Susan came back and pushed a glass into his hand. "Here, darling," she said, and then turned to Kainene. "How lovely to meet you."
"How lovely to meet you," Kainene said and half-raised her glass toward Susan.
Susan steered him away. "She's Chief Ozobia's daughter, is she? Whatever happened to her? Quite extraordinary; her mother is stunning, absolutely stunning. Chief Ozobia owns half of Lagos but there is something terribly nouveau riche about him. He doesn't have much of a formal education, you see, and neither has his wife. I suppose that's what makes him so obvious."
Richard was usually amused by Susan's mini-biographies, but now the whispering irritated him. He did not want the champagne; her nails were digging into his arm. She led him to a group of expatriates and stopped to chat, laughing loudly, a little drunk. He searched the room for Kainene. At first, he could not find the red dress and then he saw her standing near her father; Chief Ozobia looked expansive, with the arching hand gestures he made as he spoke, the intricately embroidered agbada whose folds and folds of blue cloth made him even wider than he was. Mrs. Ozobia was half his size and wore a wrapper and headgear made out of the same blue fabric. Richard was momentarily startled by how perfectly almond-shaped her eyes were, wide-set in a dark face that was intimidating to look at. He would never have guessed that she was Kainene's mother, nor would he have guessed that Kainene and Olanna were twins.
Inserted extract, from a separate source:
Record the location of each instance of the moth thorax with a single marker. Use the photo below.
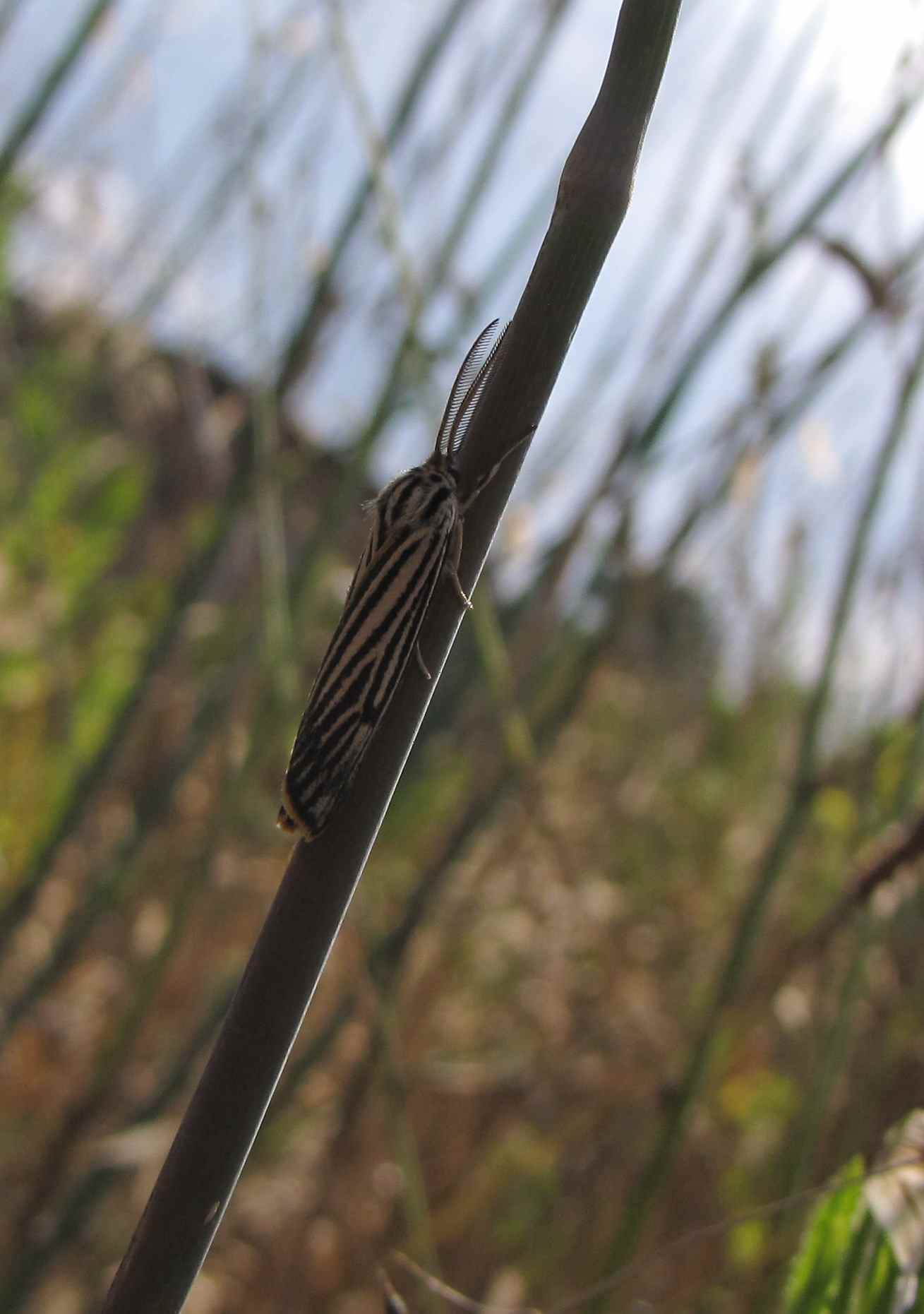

Olanna took after their mother, although hers was a m
ore approachable beauty with the softer face and the smiling graciousness and the fleshy, curvy body that filled out her black dress. A body Susan would call African. Kainene looked even thinner next to Olanna, almost androgynous, her tight maxi outlining the boyishness of her hips. Richard stared at her for a long time, willing her to search for him. She seemed aloof, watching the people in their group with a now indifferent, now mocking expression. Finally, she looked up and her eyes met his and she tilted her head and raised her eyebrows, as if she knew very well that he had been watching her. He averted his eyes. Then he looked back quickly, determined to smile this time, to make some useful gesture, but she had turned her back to him. He watched her until she left with her parents and Olanna.
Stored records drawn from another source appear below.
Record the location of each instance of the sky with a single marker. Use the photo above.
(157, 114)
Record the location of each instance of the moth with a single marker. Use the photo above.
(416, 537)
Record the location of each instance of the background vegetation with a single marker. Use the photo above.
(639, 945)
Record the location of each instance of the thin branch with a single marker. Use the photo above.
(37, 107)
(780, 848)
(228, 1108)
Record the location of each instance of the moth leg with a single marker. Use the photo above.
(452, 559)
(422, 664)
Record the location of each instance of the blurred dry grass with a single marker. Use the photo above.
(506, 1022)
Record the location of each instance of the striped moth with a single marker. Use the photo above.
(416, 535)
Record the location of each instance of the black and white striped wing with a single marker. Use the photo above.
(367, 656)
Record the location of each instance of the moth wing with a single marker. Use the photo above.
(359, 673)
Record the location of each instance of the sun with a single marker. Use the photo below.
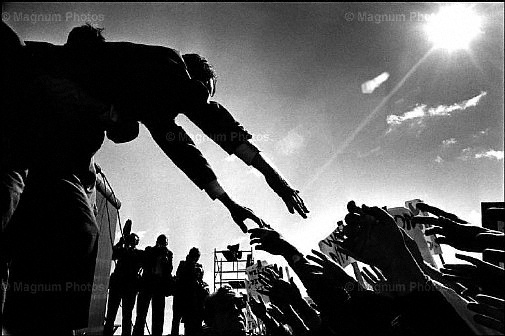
(453, 27)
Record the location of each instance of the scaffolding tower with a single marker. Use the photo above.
(232, 271)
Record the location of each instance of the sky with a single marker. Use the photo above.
(292, 74)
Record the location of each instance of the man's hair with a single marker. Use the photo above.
(194, 251)
(85, 36)
(198, 67)
(132, 238)
(161, 238)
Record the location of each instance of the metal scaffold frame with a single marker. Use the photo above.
(232, 273)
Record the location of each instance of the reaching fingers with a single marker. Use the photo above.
(241, 225)
(434, 230)
(371, 279)
(472, 260)
(424, 220)
(378, 273)
(494, 255)
(491, 301)
(254, 218)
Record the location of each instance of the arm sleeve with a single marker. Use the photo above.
(219, 125)
(181, 149)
Richard read the next issue of Lagos Life, and when he saw her photo he searched her expression, looking for what he did not know. He wrote a few pages in a burst of manic productivity, fictional portraits of a tall ebony-colored woman with a near-flat chest. He went to the British Council Library and looked up her father in the business journals. He copied down all four of the numbers next to ozobia in the phone book. He picked up the phone many times and put it back when he heard the operator's voice. He practiced what he would say in front of the mirror, the gestures he would make, although he was aware that she would not see him if they spoke over the phone. He considered sending her a card or perhaps a basket of fruit. Finally, he called. She didn't sound surprised to hear from him. Or perhaps it was just that she sounded too calm, while his heart hammered in his chest.
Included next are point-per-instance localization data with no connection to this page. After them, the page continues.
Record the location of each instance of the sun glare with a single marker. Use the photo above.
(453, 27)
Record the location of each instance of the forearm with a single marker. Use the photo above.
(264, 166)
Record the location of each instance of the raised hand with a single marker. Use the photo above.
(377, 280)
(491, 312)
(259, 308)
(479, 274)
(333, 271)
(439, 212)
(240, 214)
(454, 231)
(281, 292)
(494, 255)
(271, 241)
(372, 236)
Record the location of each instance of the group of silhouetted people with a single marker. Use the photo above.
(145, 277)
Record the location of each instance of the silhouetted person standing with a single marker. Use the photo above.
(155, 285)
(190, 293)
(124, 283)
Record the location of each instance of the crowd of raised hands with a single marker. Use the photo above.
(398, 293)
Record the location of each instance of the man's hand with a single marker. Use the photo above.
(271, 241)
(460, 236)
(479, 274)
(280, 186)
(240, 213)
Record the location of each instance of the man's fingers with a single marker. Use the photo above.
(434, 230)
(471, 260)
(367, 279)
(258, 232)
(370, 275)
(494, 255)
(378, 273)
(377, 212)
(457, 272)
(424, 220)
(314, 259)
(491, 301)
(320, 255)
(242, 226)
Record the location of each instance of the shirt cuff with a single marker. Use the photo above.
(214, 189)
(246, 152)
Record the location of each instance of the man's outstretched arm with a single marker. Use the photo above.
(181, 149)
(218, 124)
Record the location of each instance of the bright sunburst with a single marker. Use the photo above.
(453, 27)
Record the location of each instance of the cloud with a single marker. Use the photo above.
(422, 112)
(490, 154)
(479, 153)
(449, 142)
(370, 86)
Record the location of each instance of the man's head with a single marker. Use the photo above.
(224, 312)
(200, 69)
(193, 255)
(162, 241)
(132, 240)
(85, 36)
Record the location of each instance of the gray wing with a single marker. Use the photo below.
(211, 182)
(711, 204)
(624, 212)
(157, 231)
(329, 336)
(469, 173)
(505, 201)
"Would you like to meet for a drink?" he asked.
"Yes. Shall we say Zobis Hotel at noon? It's my father's, and I can get us a private suite."
"Yes, yes, that would be lovely."
He hung up, shaken. He was not sure if he should be excited, if private suite was suggestive. When they met in the hotel lounge, she moved close so that he could kiss her cheek and then led the way upstairs, to the terrace, where they sat looking down at the palm trees by the swimming pool. It was a sunny, luminous day Once in a while, a breeze swayed the palms, and he hoped it would not tousle his hair too much and that the umbrella above would keep away those unflattering ripe-tomato spots that appeared on his cheeks whenever he was out in the sun.